Botanist George Lindsay, director at the Academy from 1961 to 1981, was hired as the director for Arizona's Desert Botanical Garden in Tempe in 1939 when he was only 22 years of age.

Education and conservation are some of the Academy's most important current initiatives.

"We want to better educate the public about science," said Dr. Terry Gosliner, a provost and nudibranch expert. "We want to help increase science literacy, expand educational goals and provide science education training."

Gosliner said the Academy also hopes to reach out to under represented groups

"One of our real imperatives is to promote science literacy to communities that have not had active participation."

Gosliner said science plays an increasingly important role in people's lives. He believes that knowledge of science helps promote a more responsible role in society.

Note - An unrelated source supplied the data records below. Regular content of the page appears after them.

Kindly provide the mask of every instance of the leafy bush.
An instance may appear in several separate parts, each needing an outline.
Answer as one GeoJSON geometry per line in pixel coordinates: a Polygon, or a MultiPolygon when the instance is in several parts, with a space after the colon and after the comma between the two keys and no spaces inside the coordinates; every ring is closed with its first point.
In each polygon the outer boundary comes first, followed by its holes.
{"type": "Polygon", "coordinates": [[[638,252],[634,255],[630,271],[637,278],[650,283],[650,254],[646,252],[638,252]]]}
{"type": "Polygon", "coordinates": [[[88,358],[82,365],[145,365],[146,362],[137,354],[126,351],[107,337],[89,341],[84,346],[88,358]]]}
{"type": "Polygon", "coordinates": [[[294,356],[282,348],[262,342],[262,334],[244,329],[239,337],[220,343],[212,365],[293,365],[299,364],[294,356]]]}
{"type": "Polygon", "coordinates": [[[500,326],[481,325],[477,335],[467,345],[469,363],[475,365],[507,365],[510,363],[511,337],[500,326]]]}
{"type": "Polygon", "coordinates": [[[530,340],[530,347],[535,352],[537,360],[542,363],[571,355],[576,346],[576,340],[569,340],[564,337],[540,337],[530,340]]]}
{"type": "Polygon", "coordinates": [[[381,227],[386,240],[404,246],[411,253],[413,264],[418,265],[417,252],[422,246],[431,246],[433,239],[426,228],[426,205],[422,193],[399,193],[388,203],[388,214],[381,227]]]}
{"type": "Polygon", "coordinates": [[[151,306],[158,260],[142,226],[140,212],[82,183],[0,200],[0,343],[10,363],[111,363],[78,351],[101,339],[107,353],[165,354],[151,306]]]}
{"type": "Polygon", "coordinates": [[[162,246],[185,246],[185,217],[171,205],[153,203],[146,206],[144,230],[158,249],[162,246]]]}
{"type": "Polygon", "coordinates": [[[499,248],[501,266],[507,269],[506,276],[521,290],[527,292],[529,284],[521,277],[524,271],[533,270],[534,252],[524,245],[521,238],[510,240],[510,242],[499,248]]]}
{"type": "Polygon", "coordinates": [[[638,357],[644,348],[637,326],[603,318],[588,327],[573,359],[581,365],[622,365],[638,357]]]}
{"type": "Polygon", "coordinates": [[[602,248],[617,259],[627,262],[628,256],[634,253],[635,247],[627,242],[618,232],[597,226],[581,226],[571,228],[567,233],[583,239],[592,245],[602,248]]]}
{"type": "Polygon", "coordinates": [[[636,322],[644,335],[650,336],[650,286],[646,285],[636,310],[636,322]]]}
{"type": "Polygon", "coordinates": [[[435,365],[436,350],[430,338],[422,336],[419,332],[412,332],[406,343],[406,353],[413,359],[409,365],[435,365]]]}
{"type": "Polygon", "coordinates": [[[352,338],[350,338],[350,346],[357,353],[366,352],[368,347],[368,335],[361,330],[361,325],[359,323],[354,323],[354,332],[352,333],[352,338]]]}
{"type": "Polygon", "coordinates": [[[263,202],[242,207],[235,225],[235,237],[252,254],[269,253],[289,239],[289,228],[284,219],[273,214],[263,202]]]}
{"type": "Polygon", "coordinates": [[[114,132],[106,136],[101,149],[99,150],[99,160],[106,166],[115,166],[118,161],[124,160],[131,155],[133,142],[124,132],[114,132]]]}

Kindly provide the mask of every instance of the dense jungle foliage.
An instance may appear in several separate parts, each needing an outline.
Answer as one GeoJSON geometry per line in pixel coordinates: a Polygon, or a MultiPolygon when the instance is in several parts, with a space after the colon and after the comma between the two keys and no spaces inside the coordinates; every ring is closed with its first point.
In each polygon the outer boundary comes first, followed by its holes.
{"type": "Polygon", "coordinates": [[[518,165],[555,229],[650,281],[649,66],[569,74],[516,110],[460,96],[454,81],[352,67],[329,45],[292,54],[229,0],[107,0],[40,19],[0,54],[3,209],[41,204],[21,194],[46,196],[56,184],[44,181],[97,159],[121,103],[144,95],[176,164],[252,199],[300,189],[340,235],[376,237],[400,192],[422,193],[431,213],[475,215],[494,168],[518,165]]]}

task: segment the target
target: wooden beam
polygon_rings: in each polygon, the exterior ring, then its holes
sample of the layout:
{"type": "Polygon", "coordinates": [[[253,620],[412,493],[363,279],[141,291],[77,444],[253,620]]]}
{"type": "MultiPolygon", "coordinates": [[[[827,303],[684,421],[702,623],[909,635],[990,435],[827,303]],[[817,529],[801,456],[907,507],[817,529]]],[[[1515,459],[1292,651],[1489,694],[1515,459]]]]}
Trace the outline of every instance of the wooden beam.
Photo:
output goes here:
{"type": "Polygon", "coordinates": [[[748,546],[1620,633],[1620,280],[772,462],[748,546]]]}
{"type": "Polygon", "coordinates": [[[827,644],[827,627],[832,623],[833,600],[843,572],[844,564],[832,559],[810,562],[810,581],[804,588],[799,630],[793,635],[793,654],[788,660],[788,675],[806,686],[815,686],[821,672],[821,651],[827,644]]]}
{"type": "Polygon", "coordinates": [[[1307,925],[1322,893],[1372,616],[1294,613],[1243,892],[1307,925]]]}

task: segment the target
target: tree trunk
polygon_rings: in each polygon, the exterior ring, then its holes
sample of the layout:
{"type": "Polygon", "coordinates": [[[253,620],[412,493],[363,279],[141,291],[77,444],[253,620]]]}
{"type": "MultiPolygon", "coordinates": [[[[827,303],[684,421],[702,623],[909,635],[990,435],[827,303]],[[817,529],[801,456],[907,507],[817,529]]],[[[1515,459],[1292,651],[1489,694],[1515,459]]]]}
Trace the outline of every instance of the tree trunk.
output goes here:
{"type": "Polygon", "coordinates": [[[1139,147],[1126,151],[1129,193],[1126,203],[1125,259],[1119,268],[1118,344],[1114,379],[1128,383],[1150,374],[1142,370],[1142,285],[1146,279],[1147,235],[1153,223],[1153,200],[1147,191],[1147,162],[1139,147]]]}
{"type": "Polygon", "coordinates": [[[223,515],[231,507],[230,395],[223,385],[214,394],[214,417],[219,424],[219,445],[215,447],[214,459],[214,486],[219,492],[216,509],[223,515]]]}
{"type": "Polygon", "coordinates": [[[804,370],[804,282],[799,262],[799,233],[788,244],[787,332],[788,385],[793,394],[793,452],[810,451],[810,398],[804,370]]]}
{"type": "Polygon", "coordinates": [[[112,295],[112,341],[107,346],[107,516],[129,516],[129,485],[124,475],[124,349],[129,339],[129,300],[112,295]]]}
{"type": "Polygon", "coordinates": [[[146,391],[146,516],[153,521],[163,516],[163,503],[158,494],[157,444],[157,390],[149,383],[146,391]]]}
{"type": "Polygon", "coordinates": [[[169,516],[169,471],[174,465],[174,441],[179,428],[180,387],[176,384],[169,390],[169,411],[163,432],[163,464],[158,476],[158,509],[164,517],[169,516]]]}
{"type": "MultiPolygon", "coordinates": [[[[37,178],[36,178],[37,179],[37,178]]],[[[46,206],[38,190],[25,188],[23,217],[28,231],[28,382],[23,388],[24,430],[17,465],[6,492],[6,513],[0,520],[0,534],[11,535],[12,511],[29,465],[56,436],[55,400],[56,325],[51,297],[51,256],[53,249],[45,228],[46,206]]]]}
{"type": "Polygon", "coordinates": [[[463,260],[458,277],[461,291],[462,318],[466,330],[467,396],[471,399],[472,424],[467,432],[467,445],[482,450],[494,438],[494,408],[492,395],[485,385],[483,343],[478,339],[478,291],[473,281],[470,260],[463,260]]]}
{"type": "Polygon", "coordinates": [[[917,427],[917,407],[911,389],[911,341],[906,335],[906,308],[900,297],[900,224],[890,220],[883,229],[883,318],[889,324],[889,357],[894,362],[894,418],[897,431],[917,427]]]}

"Informed decisions require an understanding of scientific principles and that is going to increase," Gosliner said.

The Academy presently has a staff of more than 50 professional educators and Ph.D. level scientists and thousands of "terrific" volunteers. It conducts research in the fields of anthropology, botany, entomology, herpetology, ichthyology, invertebrate zoology and geology, mammalogy, fatherology and ornithology. It has collected more than 18 million scientific specimens and offers hundreds of classes, lectures and performances for its 57,000 members and 800,000 annual visitors.

The Academy plans to become a source of research expertise which supports international conservation efforts. Field notes from scientific expeditions to the Galapagos Islands have been used in recent habitat restoration efforts there. Gosliner said that the Academy plans to build a scientific infrastructure internationally.

Gosliner is proud of the Academy's training of the next generation of scientists and he said there were still important questions to explore.

"Most people think of science as a collective body of knowledge," said Gosliner, who stated that two-thirds of the worlds species have not yet been documented. "There are so many opportunities to make major breakthroughs."

The Academy is scheduled to close on Dec. 31 and will reopen in 2008. In the meantime, the Academy will have a temporary home in San Francisco's South of Market area. During the weekend of Sept. 6 and 7, the Academy will have an outdoor celebration/festival at the Music Concourse, located in front of the Academy.

"We love having our local neighbors being part of the process to help us think about the future," Gosliner said.